The JPEG Trust specification (ISO 22144), published in 2024 and refined in 2025, integrates with C2PA by defining how trust evaluations are recorded and reported. JPEG Trust does not invent a new provenance format; it builds a vocabulary for expressing the results of provenance checks, with reason codes for outcomes like "manifest valid but signer untrusted" or "ingredient missing from chain." This separation — C2PA carries the data, JPEG Trust carries the evaluation — has become useful for compliance reporting where the question "did you check?" is as important as "what did you find?"
For working practitioners, the takeaway is that the three categories are not competing options. They are layered. Authentication is the cryptographic primitive at the bottom. Provenance is the structured history built on top. Detection fills the gap when neither produced a signal. Anyone designing a verification workflow that picks one and ignores the others is making an explicit bet about what their adversary will do, and the bet is usually wrong.
Open questions
The boundary between provenance and detection is the active research frontier.
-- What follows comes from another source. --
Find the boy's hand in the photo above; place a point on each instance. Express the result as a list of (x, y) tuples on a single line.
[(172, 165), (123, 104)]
Watermarking schemes like SynthID can be read as either: a self-declared provenance signal that travels with the image, or a detection signal that does not require an external manifest. The C2PA coalition has been working through 2025 and into 2026 on how to express watermark-derived signals inside the manifest grammar without committing to any single watermark technology. That work is ongoing.
The other open question is what users see. A browser badge that says "verified" collapses everything into authentication. A panel that opens to a full edit history exposes provenance. Neither shows detection. The design choices made by Adobe, Microsoft, Google, and the browser vendors over the next two years will shape what the public understands "verified" to mean. The technical distinctions on this page are the substrate beneath that design problem.